I was able to get in a pretty decent chest workout yesterday. It was one of those weird ones where it ended better than it started lol. My strength levels weren’t necessarily off yesterday on the bench but, I was expecting to get a couple more reps on my work sets. Nonetheless it was still a great workout!
The finishing movement was probably my favorite exercise of the workout. Often times I think people forget about the fundamentals like push ups, pull ups etc. Although I don’t use them every workout, I do think they should still be Incorporated from time to time. I find something like push ups, to work really well at the end of a chest workout after you’ve already fatigued the muscle through numerous presses, flys and what have you.

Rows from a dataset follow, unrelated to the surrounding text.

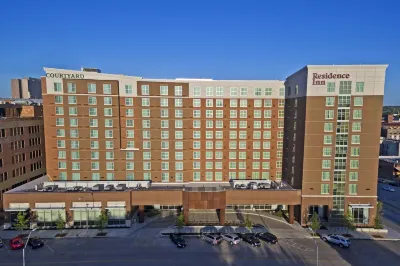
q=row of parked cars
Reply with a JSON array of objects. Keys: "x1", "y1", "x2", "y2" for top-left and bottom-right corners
[
  {"x1": 170, "y1": 232, "x2": 278, "y2": 248},
  {"x1": 0, "y1": 236, "x2": 44, "y2": 250}
]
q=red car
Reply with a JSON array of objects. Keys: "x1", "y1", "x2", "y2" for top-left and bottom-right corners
[{"x1": 10, "y1": 237, "x2": 25, "y2": 250}]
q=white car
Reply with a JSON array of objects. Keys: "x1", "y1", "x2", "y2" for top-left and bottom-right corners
[
  {"x1": 221, "y1": 234, "x2": 241, "y2": 245},
  {"x1": 383, "y1": 186, "x2": 395, "y2": 192},
  {"x1": 321, "y1": 234, "x2": 351, "y2": 248}
]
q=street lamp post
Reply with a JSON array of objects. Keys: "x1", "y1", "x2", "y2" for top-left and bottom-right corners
[{"x1": 22, "y1": 228, "x2": 37, "y2": 266}]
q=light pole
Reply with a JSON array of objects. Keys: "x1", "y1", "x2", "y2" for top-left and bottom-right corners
[{"x1": 22, "y1": 228, "x2": 37, "y2": 266}]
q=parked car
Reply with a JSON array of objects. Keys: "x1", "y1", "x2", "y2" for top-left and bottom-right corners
[
  {"x1": 221, "y1": 234, "x2": 241, "y2": 245},
  {"x1": 321, "y1": 234, "x2": 351, "y2": 248},
  {"x1": 239, "y1": 234, "x2": 261, "y2": 247},
  {"x1": 256, "y1": 232, "x2": 278, "y2": 244},
  {"x1": 10, "y1": 237, "x2": 25, "y2": 250},
  {"x1": 28, "y1": 237, "x2": 44, "y2": 249},
  {"x1": 169, "y1": 234, "x2": 186, "y2": 248},
  {"x1": 382, "y1": 185, "x2": 395, "y2": 192},
  {"x1": 201, "y1": 234, "x2": 222, "y2": 245},
  {"x1": 247, "y1": 182, "x2": 258, "y2": 189},
  {"x1": 235, "y1": 184, "x2": 246, "y2": 189}
]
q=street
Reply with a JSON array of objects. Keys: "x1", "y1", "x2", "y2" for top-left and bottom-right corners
[{"x1": 0, "y1": 232, "x2": 400, "y2": 266}]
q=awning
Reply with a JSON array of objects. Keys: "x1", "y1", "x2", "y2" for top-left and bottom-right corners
[
  {"x1": 70, "y1": 207, "x2": 101, "y2": 211},
  {"x1": 349, "y1": 204, "x2": 374, "y2": 209},
  {"x1": 4, "y1": 208, "x2": 29, "y2": 212},
  {"x1": 32, "y1": 207, "x2": 65, "y2": 211}
]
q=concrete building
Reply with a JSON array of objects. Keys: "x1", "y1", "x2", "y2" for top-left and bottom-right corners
[
  {"x1": 0, "y1": 104, "x2": 46, "y2": 211},
  {"x1": 0, "y1": 65, "x2": 387, "y2": 229},
  {"x1": 11, "y1": 78, "x2": 42, "y2": 99}
]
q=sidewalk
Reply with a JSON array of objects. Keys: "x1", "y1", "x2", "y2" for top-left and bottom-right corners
[{"x1": 0, "y1": 215, "x2": 161, "y2": 239}]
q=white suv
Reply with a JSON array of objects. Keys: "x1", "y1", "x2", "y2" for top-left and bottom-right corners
[
  {"x1": 321, "y1": 234, "x2": 351, "y2": 248},
  {"x1": 221, "y1": 234, "x2": 241, "y2": 245}
]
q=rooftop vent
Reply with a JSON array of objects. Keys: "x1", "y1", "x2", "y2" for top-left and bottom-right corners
[{"x1": 81, "y1": 67, "x2": 101, "y2": 73}]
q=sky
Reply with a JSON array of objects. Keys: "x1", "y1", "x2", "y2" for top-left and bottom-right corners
[{"x1": 0, "y1": 0, "x2": 400, "y2": 105}]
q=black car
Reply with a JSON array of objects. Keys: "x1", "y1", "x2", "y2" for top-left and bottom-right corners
[
  {"x1": 28, "y1": 237, "x2": 44, "y2": 249},
  {"x1": 169, "y1": 234, "x2": 186, "y2": 248},
  {"x1": 256, "y1": 233, "x2": 278, "y2": 244},
  {"x1": 239, "y1": 234, "x2": 261, "y2": 247}
]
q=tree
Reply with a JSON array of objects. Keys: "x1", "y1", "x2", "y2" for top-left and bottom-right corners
[
  {"x1": 97, "y1": 210, "x2": 108, "y2": 232},
  {"x1": 374, "y1": 201, "x2": 383, "y2": 229},
  {"x1": 175, "y1": 212, "x2": 185, "y2": 232},
  {"x1": 56, "y1": 213, "x2": 65, "y2": 234},
  {"x1": 244, "y1": 214, "x2": 253, "y2": 229},
  {"x1": 310, "y1": 212, "x2": 321, "y2": 235},
  {"x1": 13, "y1": 212, "x2": 29, "y2": 232},
  {"x1": 344, "y1": 210, "x2": 356, "y2": 234}
]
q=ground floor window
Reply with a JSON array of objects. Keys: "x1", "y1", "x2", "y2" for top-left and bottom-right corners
[
  {"x1": 108, "y1": 208, "x2": 126, "y2": 225},
  {"x1": 73, "y1": 209, "x2": 101, "y2": 226},
  {"x1": 36, "y1": 210, "x2": 65, "y2": 226},
  {"x1": 350, "y1": 207, "x2": 369, "y2": 224}
]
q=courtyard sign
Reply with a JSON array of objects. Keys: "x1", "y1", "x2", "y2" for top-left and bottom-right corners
[
  {"x1": 312, "y1": 73, "x2": 350, "y2": 85},
  {"x1": 46, "y1": 73, "x2": 85, "y2": 79}
]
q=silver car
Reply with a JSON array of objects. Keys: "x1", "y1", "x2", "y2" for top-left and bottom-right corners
[
  {"x1": 321, "y1": 234, "x2": 351, "y2": 248},
  {"x1": 222, "y1": 234, "x2": 241, "y2": 245}
]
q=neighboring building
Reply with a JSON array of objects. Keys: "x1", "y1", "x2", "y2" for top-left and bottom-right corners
[
  {"x1": 11, "y1": 78, "x2": 42, "y2": 99},
  {"x1": 0, "y1": 104, "x2": 46, "y2": 210},
  {"x1": 379, "y1": 139, "x2": 400, "y2": 156},
  {"x1": 379, "y1": 156, "x2": 400, "y2": 185},
  {"x1": 0, "y1": 65, "x2": 387, "y2": 229}
]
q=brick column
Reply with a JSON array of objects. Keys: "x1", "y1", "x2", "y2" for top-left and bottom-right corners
[
  {"x1": 138, "y1": 205, "x2": 144, "y2": 223},
  {"x1": 183, "y1": 208, "x2": 189, "y2": 224},
  {"x1": 219, "y1": 209, "x2": 225, "y2": 225},
  {"x1": 288, "y1": 205, "x2": 294, "y2": 224}
]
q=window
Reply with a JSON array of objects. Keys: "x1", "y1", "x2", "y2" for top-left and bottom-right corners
[
  {"x1": 264, "y1": 88, "x2": 272, "y2": 96},
  {"x1": 54, "y1": 95, "x2": 63, "y2": 104},
  {"x1": 88, "y1": 83, "x2": 96, "y2": 93},
  {"x1": 229, "y1": 88, "x2": 238, "y2": 96},
  {"x1": 68, "y1": 96, "x2": 76, "y2": 104},
  {"x1": 54, "y1": 82, "x2": 62, "y2": 92},
  {"x1": 350, "y1": 160, "x2": 360, "y2": 169},
  {"x1": 322, "y1": 172, "x2": 331, "y2": 181},
  {"x1": 321, "y1": 184, "x2": 329, "y2": 194},
  {"x1": 140, "y1": 85, "x2": 150, "y2": 95},
  {"x1": 175, "y1": 86, "x2": 182, "y2": 96},
  {"x1": 356, "y1": 82, "x2": 364, "y2": 92},
  {"x1": 351, "y1": 135, "x2": 361, "y2": 144},
  {"x1": 206, "y1": 87, "x2": 214, "y2": 96},
  {"x1": 325, "y1": 97, "x2": 335, "y2": 106},
  {"x1": 354, "y1": 97, "x2": 364, "y2": 106},
  {"x1": 103, "y1": 84, "x2": 111, "y2": 94},
  {"x1": 193, "y1": 87, "x2": 201, "y2": 96},
  {"x1": 325, "y1": 110, "x2": 335, "y2": 119},
  {"x1": 339, "y1": 81, "x2": 351, "y2": 94},
  {"x1": 175, "y1": 99, "x2": 183, "y2": 107},
  {"x1": 322, "y1": 160, "x2": 331, "y2": 169},
  {"x1": 104, "y1": 108, "x2": 112, "y2": 116},
  {"x1": 322, "y1": 147, "x2": 332, "y2": 157},
  {"x1": 324, "y1": 135, "x2": 332, "y2": 144},
  {"x1": 125, "y1": 84, "x2": 133, "y2": 94},
  {"x1": 67, "y1": 82, "x2": 76, "y2": 93},
  {"x1": 160, "y1": 98, "x2": 168, "y2": 107},
  {"x1": 125, "y1": 98, "x2": 133, "y2": 106},
  {"x1": 353, "y1": 110, "x2": 362, "y2": 119},
  {"x1": 88, "y1": 96, "x2": 97, "y2": 105},
  {"x1": 56, "y1": 106, "x2": 64, "y2": 115},
  {"x1": 349, "y1": 184, "x2": 357, "y2": 195},
  {"x1": 326, "y1": 82, "x2": 335, "y2": 92},
  {"x1": 56, "y1": 118, "x2": 64, "y2": 126},
  {"x1": 160, "y1": 85, "x2": 168, "y2": 95}
]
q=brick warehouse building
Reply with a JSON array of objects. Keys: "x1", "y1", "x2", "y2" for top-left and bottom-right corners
[{"x1": 0, "y1": 65, "x2": 387, "y2": 229}]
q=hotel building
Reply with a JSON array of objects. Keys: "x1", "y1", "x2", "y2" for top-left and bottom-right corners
[{"x1": 0, "y1": 65, "x2": 387, "y2": 229}]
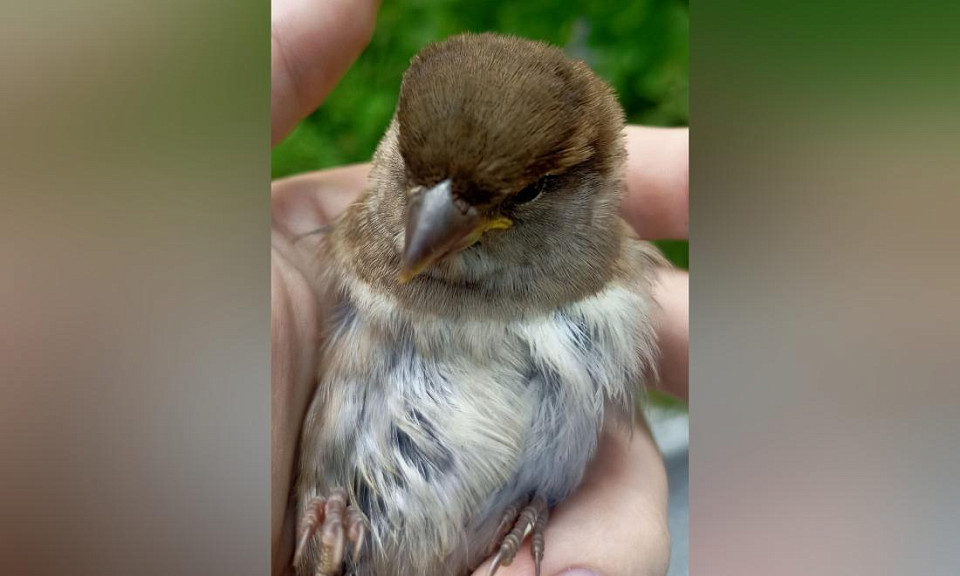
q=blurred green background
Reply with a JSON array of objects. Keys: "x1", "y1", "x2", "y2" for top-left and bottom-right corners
[{"x1": 272, "y1": 0, "x2": 689, "y2": 268}]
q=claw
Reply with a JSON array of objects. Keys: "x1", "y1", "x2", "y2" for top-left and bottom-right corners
[
  {"x1": 293, "y1": 497, "x2": 327, "y2": 564},
  {"x1": 487, "y1": 550, "x2": 503, "y2": 576},
  {"x1": 487, "y1": 495, "x2": 550, "y2": 576}
]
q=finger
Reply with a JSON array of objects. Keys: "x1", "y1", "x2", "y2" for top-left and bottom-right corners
[
  {"x1": 274, "y1": 126, "x2": 689, "y2": 239},
  {"x1": 653, "y1": 269, "x2": 690, "y2": 400},
  {"x1": 474, "y1": 418, "x2": 670, "y2": 576},
  {"x1": 270, "y1": 164, "x2": 370, "y2": 238},
  {"x1": 622, "y1": 126, "x2": 690, "y2": 240},
  {"x1": 270, "y1": 0, "x2": 379, "y2": 145}
]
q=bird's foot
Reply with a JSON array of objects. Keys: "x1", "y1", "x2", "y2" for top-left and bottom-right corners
[
  {"x1": 487, "y1": 495, "x2": 550, "y2": 576},
  {"x1": 293, "y1": 488, "x2": 367, "y2": 576}
]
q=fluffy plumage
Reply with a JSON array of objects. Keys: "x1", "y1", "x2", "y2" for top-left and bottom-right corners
[{"x1": 296, "y1": 34, "x2": 663, "y2": 576}]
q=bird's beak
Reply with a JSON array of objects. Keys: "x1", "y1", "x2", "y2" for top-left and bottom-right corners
[{"x1": 400, "y1": 179, "x2": 513, "y2": 282}]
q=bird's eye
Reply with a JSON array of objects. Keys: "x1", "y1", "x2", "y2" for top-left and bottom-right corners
[{"x1": 513, "y1": 177, "x2": 549, "y2": 204}]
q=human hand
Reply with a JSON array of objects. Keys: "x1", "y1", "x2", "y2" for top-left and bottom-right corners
[{"x1": 271, "y1": 0, "x2": 688, "y2": 576}]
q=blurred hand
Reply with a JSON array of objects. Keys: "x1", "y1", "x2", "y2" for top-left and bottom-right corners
[{"x1": 271, "y1": 0, "x2": 689, "y2": 576}]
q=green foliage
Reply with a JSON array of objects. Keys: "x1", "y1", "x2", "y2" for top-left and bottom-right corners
[{"x1": 273, "y1": 0, "x2": 689, "y2": 266}]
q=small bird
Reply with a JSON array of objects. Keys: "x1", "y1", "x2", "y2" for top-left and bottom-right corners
[{"x1": 294, "y1": 34, "x2": 666, "y2": 576}]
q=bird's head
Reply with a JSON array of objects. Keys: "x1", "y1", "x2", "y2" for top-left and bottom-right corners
[{"x1": 388, "y1": 34, "x2": 624, "y2": 282}]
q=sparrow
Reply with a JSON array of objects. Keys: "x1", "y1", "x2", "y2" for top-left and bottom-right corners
[{"x1": 294, "y1": 33, "x2": 666, "y2": 576}]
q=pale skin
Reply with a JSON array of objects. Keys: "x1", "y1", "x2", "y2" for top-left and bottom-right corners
[{"x1": 271, "y1": 0, "x2": 689, "y2": 576}]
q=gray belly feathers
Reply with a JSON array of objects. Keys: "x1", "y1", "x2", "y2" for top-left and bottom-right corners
[{"x1": 298, "y1": 286, "x2": 654, "y2": 576}]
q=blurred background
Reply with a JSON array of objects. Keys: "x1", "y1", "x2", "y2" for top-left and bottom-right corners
[
  {"x1": 271, "y1": 0, "x2": 689, "y2": 576},
  {"x1": 272, "y1": 0, "x2": 689, "y2": 268}
]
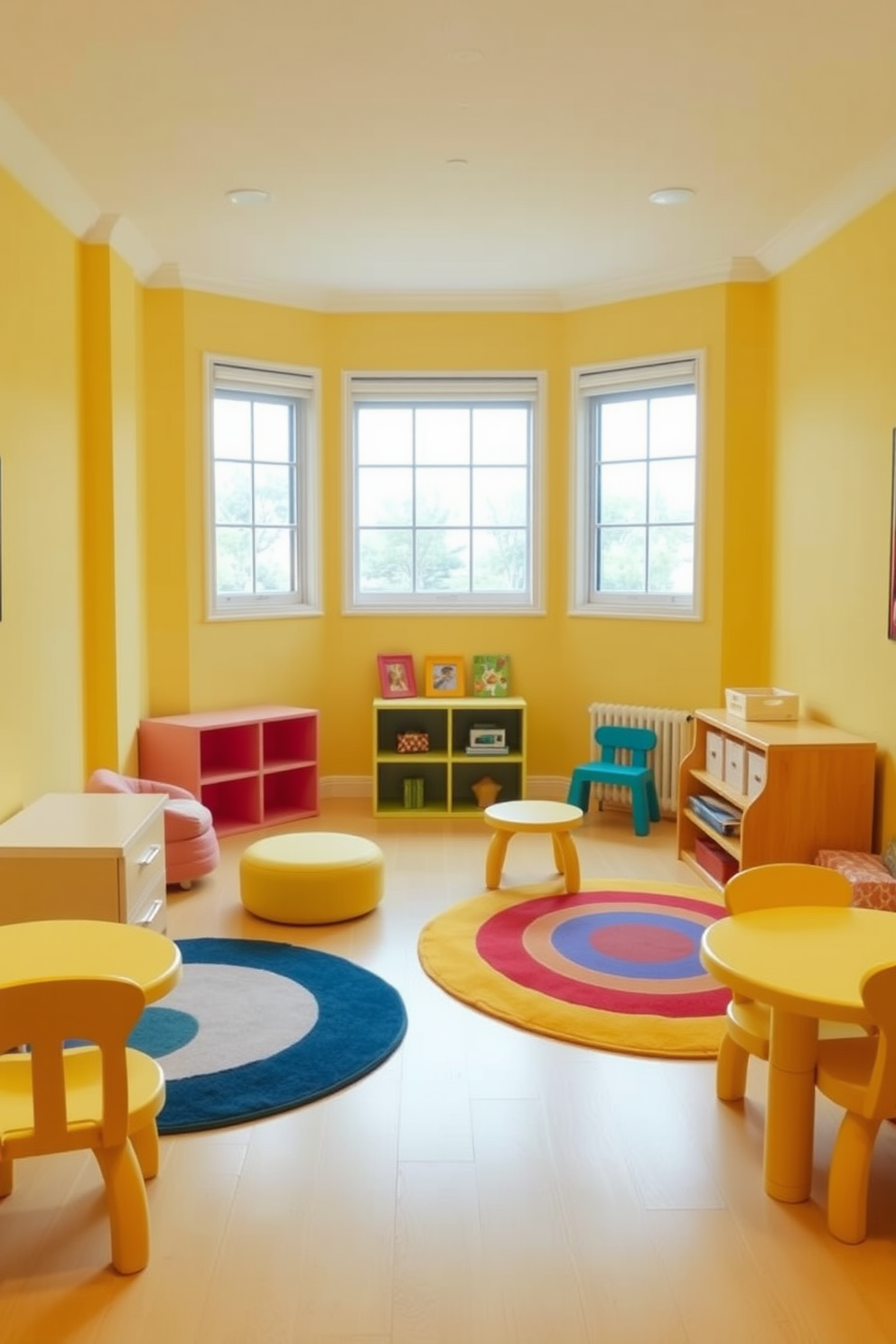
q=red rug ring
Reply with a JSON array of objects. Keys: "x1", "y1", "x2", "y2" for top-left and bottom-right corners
[{"x1": 419, "y1": 881, "x2": 731, "y2": 1058}]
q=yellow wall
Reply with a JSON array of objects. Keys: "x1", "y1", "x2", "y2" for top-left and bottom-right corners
[
  {"x1": 6, "y1": 152, "x2": 896, "y2": 837},
  {"x1": 0, "y1": 171, "x2": 83, "y2": 817},
  {"x1": 771, "y1": 195, "x2": 896, "y2": 841},
  {"x1": 140, "y1": 295, "x2": 764, "y2": 777},
  {"x1": 80, "y1": 236, "x2": 146, "y2": 774}
]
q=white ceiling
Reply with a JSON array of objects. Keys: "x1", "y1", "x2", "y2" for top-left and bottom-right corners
[{"x1": 0, "y1": 0, "x2": 896, "y2": 311}]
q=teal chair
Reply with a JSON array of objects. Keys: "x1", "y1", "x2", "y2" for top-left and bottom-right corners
[{"x1": 567, "y1": 723, "x2": 659, "y2": 836}]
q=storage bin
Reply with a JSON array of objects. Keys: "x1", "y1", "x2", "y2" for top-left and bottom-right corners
[
  {"x1": 693, "y1": 836, "x2": 738, "y2": 887},
  {"x1": 747, "y1": 751, "x2": 766, "y2": 798},
  {"x1": 725, "y1": 686, "x2": 799, "y2": 719},
  {"x1": 725, "y1": 738, "x2": 747, "y2": 793},
  {"x1": 706, "y1": 731, "x2": 725, "y2": 779}
]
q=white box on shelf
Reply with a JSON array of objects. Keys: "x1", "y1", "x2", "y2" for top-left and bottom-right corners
[
  {"x1": 747, "y1": 751, "x2": 766, "y2": 798},
  {"x1": 725, "y1": 686, "x2": 799, "y2": 721},
  {"x1": 706, "y1": 731, "x2": 725, "y2": 779},
  {"x1": 725, "y1": 738, "x2": 747, "y2": 793}
]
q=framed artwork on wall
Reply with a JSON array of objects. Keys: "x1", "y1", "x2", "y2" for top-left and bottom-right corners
[
  {"x1": 425, "y1": 653, "x2": 466, "y2": 696},
  {"x1": 887, "y1": 429, "x2": 896, "y2": 639},
  {"x1": 376, "y1": 653, "x2": 416, "y2": 700}
]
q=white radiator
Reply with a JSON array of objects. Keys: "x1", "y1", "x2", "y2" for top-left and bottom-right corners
[{"x1": 588, "y1": 703, "x2": 693, "y2": 817}]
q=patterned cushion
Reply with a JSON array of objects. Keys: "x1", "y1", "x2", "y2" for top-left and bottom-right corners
[{"x1": 816, "y1": 849, "x2": 896, "y2": 911}]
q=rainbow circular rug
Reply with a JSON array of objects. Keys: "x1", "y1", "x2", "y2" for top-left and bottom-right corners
[{"x1": 418, "y1": 881, "x2": 731, "y2": 1059}]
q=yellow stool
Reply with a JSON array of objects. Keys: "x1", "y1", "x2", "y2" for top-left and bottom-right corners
[
  {"x1": 482, "y1": 798, "x2": 583, "y2": 895},
  {"x1": 239, "y1": 831, "x2": 383, "y2": 923}
]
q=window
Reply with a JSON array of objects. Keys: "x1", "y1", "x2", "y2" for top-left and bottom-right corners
[
  {"x1": 207, "y1": 356, "x2": 320, "y2": 617},
  {"x1": 573, "y1": 355, "x2": 701, "y2": 620},
  {"x1": 344, "y1": 374, "x2": 543, "y2": 611}
]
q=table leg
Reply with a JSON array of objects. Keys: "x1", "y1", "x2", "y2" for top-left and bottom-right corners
[
  {"x1": 485, "y1": 831, "x2": 513, "y2": 891},
  {"x1": 764, "y1": 1008, "x2": 818, "y2": 1204},
  {"x1": 554, "y1": 831, "x2": 582, "y2": 896}
]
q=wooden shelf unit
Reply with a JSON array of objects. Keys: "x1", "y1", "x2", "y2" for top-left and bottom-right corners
[
  {"x1": 373, "y1": 696, "x2": 527, "y2": 817},
  {"x1": 678, "y1": 710, "x2": 877, "y2": 890},
  {"x1": 0, "y1": 793, "x2": 166, "y2": 933},
  {"x1": 138, "y1": 705, "x2": 320, "y2": 835}
]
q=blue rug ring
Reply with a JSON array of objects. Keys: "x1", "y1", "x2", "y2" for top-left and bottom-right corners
[{"x1": 130, "y1": 938, "x2": 407, "y2": 1134}]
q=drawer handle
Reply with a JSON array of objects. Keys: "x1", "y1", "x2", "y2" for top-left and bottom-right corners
[{"x1": 137, "y1": 899, "x2": 163, "y2": 929}]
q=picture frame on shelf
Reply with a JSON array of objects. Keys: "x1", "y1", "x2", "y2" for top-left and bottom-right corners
[
  {"x1": 473, "y1": 653, "x2": 510, "y2": 699},
  {"x1": 376, "y1": 653, "x2": 416, "y2": 700},
  {"x1": 423, "y1": 653, "x2": 466, "y2": 696}
]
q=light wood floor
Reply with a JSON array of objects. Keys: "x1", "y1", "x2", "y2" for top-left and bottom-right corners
[{"x1": 0, "y1": 799, "x2": 896, "y2": 1344}]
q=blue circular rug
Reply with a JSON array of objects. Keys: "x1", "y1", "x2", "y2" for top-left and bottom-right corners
[{"x1": 130, "y1": 938, "x2": 407, "y2": 1134}]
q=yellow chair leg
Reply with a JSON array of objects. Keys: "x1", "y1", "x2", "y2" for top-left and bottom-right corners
[
  {"x1": 130, "y1": 1120, "x2": 158, "y2": 1180},
  {"x1": 94, "y1": 1140, "x2": 149, "y2": 1274},
  {"x1": 716, "y1": 1032, "x2": 750, "y2": 1101},
  {"x1": 485, "y1": 831, "x2": 512, "y2": 891},
  {"x1": 827, "y1": 1112, "x2": 882, "y2": 1246}
]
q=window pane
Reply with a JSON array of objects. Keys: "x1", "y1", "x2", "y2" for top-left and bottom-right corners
[
  {"x1": 345, "y1": 374, "x2": 540, "y2": 611},
  {"x1": 358, "y1": 528, "x2": 414, "y2": 593},
  {"x1": 599, "y1": 462, "x2": 648, "y2": 523},
  {"x1": 650, "y1": 457, "x2": 695, "y2": 523},
  {"x1": 648, "y1": 527, "x2": 693, "y2": 593},
  {"x1": 598, "y1": 527, "x2": 648, "y2": 593},
  {"x1": 416, "y1": 466, "x2": 471, "y2": 527},
  {"x1": 254, "y1": 466, "x2": 295, "y2": 527},
  {"x1": 256, "y1": 527, "x2": 295, "y2": 593},
  {"x1": 215, "y1": 527, "x2": 253, "y2": 593},
  {"x1": 254, "y1": 402, "x2": 293, "y2": 462},
  {"x1": 473, "y1": 466, "x2": 529, "y2": 527},
  {"x1": 215, "y1": 462, "x2": 253, "y2": 523},
  {"x1": 416, "y1": 527, "x2": 471, "y2": 593},
  {"x1": 358, "y1": 466, "x2": 414, "y2": 527},
  {"x1": 473, "y1": 528, "x2": 529, "y2": 593},
  {"x1": 356, "y1": 406, "x2": 414, "y2": 466},
  {"x1": 601, "y1": 397, "x2": 648, "y2": 462},
  {"x1": 212, "y1": 397, "x2": 253, "y2": 458},
  {"x1": 414, "y1": 406, "x2": 471, "y2": 466},
  {"x1": 650, "y1": 392, "x2": 697, "y2": 457},
  {"x1": 473, "y1": 406, "x2": 529, "y2": 466}
]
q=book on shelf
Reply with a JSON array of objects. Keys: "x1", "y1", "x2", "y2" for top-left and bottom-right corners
[{"x1": 687, "y1": 793, "x2": 742, "y2": 836}]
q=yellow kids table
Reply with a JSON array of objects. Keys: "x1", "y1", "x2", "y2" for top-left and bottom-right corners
[{"x1": 700, "y1": 906, "x2": 896, "y2": 1204}]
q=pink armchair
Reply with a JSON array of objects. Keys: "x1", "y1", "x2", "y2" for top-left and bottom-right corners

I actually have a video on my Instagram demonstrating the exact superset if you need it for reference. You will however find the full workout below! So, that being said.. give It a go for yourself and let me know what you think! As always I appreciate you checking out the blog and if you have any questions for me or if I could help you in anyway don’t hesitate to reach out!
1) Flat barbell bench
10/10/5 (Acclimation sets)
3/2/2/4/4 (Main focus was pushing as much weight as possible and increasing my volume with heavier weight. First three sets were all done with 275lbs before dropping down to 255lbs)
2) Incline dumbbell press 15/12/6/10
- My goal was to get 10 or better here each set. I jumped up in weight from the second to third set and didn’t quite get that so I decided to drop back down.
3) Chest supported cable fly 4X10-12
- You’ll want to set up an incline bench so that your back is to the cable. Lean on the bench with your feet flat on the floor and keep your Chest ON the pad the entire set! Make sure you’re getting a good contraction or “squeeze” at the top of each rep.
4) Push up X lateral raise (See IG for video)
20/15 20/15 20/15
I wanted to finish things off by pumping as much blood into the chest as possible. What better way to do so then with good old push ups!? I then went directly into seated dumbbell lateral raises as a superset to really tie in the chest and medial delts. I’ll finish my chest workout with these from time to time in effort to add more roundness to the shoulders.